Article Workflow
Articles flow through a state machine from initial generation to publication. The admin dashboard provides controls at each stage.
State Machine
+-------+
| draft | (initial AI generation)
+---+---+
|
admin reviews
|
+----------+----------+
| | |
+----v---+ +---v----+ +---v-----------+
|approved| |rejected| |revision_requested|
+----+---+ +--------+ +---+-----------+
| |
published AI revises
to site |
| +-----v----+
+----v------+ | pending |
|unpublished| +-----+-----+
+-----------+ |
admin reviews
|
+----------+----------+
| | |
approved rejected revision_requestedStatus Definitions
| Status | Description |
|---|---|
draft | Newly generated article, awaiting first admin review |
pending | Revised article awaiting re-review |
approved | Published and visible on the public site |
rejected | Discarded by admin, not shown publicly |
revision_requested | Admin has provided feedback; AI will revise |
unpublished | Previously approved article taken down |
Article Types
The pipeline auto-detects article type from source content, or it can be set manually:
| Type | Description | Detection |
|---|---|---|
summary | Standard news article covering a single topic | Default when no deal keywords found |
deal | Time-limited offer (bonus, sale, discount) | Triggered by 2+ deal keywords across sources |
roundup | Multiple related stories grouped together | Set manually or by clustering logic |
Two-Column Layout
Published articles display in a two-column layout on the article page:
- Main column – article content (HTML)
- Sidebar – key details (label/value pairs), relevant links, Scout’s Take, and source attribution
Deduplication
Content deduplication happens at two levels:
- Raw article level – each scraped article has a SHA-256 content hash stored in the
hashcolumn.
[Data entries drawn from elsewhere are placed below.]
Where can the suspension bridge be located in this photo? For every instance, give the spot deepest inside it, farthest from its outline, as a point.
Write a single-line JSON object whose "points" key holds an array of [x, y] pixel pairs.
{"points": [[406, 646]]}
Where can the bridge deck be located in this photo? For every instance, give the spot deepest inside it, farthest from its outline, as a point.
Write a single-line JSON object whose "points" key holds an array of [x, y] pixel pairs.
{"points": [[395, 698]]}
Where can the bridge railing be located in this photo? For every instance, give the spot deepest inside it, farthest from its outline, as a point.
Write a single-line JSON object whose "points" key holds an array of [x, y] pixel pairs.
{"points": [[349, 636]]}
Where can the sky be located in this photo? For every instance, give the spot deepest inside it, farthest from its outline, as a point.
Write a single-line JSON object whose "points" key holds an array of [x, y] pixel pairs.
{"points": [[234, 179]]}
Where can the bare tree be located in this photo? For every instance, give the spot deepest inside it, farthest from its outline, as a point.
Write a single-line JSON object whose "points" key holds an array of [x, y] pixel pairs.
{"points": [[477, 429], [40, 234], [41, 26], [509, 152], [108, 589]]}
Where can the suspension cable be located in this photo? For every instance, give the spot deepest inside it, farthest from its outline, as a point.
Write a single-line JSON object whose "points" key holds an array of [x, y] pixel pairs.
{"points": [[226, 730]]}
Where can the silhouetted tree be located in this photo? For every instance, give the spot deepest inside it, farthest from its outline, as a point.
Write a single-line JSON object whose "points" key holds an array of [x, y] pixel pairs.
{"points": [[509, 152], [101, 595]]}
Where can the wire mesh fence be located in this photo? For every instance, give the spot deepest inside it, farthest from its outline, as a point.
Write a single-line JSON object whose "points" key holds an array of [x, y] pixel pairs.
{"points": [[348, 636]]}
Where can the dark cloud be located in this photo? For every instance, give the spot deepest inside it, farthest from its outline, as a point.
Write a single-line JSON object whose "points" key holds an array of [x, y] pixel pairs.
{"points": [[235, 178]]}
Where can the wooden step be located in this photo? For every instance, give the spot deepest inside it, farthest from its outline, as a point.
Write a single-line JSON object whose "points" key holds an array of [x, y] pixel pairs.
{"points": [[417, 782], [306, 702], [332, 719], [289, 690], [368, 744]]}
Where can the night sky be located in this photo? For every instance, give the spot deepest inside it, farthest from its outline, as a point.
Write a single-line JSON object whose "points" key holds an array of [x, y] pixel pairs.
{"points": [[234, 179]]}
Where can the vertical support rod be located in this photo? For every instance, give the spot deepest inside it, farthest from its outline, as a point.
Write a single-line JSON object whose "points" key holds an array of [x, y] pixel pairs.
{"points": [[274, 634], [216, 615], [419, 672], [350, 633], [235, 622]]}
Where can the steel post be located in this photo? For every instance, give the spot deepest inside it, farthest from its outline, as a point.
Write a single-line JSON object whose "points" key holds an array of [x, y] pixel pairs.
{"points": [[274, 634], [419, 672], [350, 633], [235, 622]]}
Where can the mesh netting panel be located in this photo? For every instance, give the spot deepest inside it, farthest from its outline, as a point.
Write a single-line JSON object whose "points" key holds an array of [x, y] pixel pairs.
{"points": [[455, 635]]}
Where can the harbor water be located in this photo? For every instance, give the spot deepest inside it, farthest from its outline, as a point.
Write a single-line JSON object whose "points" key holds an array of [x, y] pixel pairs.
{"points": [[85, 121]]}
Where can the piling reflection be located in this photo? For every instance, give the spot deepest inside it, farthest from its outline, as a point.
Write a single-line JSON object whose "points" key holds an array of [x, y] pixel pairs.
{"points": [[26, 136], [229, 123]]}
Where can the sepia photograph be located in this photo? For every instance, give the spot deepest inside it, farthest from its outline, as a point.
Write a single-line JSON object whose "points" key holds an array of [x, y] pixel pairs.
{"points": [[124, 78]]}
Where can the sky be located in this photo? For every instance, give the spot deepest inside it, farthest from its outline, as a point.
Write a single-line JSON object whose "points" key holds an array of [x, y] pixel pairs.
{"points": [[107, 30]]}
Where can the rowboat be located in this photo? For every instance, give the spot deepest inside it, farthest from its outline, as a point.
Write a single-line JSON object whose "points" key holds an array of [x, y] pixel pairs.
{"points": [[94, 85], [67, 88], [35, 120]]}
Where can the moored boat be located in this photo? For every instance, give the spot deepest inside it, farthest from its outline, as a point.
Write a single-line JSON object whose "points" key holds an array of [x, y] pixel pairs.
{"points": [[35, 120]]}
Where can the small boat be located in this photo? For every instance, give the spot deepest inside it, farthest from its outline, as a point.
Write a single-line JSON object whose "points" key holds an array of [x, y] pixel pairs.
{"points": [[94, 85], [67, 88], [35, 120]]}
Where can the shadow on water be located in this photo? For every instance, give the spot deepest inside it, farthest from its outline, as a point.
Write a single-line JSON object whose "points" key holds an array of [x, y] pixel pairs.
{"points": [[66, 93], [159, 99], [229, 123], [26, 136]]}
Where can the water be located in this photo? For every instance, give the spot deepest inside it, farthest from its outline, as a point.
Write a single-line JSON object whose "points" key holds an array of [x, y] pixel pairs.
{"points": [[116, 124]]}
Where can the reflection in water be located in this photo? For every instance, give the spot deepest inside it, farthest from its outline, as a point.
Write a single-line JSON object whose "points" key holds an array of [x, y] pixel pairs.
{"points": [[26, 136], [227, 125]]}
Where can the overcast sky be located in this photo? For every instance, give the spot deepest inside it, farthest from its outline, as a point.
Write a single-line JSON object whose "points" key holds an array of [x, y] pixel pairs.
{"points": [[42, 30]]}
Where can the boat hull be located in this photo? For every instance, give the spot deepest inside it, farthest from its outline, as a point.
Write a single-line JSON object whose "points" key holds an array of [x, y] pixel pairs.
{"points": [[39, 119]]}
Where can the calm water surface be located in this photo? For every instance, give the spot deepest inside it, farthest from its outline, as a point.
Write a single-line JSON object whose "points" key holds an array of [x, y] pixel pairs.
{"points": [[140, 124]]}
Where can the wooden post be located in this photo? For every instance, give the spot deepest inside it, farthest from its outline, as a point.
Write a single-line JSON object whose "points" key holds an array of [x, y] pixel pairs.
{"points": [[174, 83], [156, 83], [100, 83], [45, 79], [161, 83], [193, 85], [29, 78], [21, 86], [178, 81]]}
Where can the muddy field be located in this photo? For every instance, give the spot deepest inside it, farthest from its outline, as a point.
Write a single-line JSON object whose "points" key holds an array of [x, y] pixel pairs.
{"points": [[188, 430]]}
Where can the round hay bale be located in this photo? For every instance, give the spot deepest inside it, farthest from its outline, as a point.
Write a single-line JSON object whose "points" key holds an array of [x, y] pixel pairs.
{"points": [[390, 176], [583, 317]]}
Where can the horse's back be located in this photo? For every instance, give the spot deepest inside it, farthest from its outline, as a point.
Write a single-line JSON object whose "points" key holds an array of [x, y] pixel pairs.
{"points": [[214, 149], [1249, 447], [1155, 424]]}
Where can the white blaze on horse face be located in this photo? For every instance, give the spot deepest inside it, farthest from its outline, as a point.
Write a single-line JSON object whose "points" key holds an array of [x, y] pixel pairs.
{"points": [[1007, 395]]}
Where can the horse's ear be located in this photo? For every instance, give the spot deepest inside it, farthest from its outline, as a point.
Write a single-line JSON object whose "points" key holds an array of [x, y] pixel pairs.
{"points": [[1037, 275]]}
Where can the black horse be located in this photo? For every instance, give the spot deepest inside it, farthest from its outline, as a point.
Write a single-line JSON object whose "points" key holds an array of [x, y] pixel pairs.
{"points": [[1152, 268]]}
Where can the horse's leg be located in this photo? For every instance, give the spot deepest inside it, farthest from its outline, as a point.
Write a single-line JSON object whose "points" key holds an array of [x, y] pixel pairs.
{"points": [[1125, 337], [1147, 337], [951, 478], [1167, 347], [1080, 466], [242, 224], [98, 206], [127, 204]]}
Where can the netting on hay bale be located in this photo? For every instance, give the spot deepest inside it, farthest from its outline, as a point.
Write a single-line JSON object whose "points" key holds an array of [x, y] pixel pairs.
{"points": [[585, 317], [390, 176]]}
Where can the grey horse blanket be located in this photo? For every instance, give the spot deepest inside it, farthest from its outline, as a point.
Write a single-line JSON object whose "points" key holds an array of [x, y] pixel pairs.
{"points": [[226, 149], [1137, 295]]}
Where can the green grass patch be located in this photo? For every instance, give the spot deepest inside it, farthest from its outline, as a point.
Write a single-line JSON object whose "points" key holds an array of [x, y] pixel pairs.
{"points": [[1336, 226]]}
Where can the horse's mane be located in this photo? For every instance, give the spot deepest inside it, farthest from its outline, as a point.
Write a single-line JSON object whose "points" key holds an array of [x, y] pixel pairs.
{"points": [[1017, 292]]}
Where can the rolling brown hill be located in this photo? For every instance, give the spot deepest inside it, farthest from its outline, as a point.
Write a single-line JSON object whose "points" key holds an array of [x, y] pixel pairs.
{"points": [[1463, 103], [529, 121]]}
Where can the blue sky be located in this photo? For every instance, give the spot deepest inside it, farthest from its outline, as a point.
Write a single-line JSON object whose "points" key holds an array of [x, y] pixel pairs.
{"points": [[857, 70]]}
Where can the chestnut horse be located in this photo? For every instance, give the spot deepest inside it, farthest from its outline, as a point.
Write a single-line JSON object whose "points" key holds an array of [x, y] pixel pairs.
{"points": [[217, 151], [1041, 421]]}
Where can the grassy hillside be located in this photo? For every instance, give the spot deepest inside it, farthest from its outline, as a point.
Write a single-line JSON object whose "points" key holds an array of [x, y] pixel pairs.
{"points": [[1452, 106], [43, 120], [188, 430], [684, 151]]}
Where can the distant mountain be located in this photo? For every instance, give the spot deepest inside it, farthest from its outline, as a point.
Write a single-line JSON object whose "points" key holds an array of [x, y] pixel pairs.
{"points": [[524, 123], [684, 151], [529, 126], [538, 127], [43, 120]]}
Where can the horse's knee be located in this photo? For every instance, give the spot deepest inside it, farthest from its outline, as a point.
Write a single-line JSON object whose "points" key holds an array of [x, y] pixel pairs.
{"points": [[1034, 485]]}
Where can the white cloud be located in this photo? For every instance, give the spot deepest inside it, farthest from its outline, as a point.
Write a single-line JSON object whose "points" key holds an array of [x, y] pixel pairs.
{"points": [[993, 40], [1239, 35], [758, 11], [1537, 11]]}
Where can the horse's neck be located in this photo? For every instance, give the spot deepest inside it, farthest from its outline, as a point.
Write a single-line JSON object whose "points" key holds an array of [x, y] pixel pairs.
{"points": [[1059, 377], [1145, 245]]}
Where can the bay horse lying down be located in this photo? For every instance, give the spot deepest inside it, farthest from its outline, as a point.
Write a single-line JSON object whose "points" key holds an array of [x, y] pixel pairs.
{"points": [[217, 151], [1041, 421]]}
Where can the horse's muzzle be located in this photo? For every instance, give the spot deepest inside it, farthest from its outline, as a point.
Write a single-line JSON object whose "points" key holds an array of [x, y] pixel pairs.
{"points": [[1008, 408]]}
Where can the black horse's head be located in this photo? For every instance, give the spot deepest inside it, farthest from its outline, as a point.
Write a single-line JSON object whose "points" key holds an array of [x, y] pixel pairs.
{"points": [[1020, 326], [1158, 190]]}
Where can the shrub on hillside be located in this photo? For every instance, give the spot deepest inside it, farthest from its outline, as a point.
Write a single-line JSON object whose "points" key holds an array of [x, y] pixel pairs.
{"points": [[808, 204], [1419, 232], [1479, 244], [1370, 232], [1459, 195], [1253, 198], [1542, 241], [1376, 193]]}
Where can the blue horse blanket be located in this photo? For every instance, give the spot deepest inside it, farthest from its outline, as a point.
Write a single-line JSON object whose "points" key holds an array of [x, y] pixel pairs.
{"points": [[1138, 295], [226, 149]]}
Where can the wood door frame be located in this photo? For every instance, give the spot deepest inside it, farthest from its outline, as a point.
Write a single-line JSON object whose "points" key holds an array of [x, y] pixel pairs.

Duplicate hashes are rejected at insert time. - Cluster level – the clustering engine groups raw articles about the same topic. The pipeline requires at least 2 unique source sites per cluster to reduce hallucination risk and ensure multi-source verification.
Voting System
Published articles include an upvote/downvote widget. Votes are:
- Stored with an IP hash (not the raw IP) for privacy
- One vote per IP per article
- Monitored for anomalies using configurable thresholds:
| Config | Default | Purpose |
|---|---|---|
votes.alert_threshold | 10 | Minimum votes before alerting |
votes.alert_ratio | 0.4 | Downvote ratio that triggers alert |
votes.alert_window | 24 | Window in hours for ratio calculation |
When the downvote ratio exceeds the threshold, the system flags the article for admin review.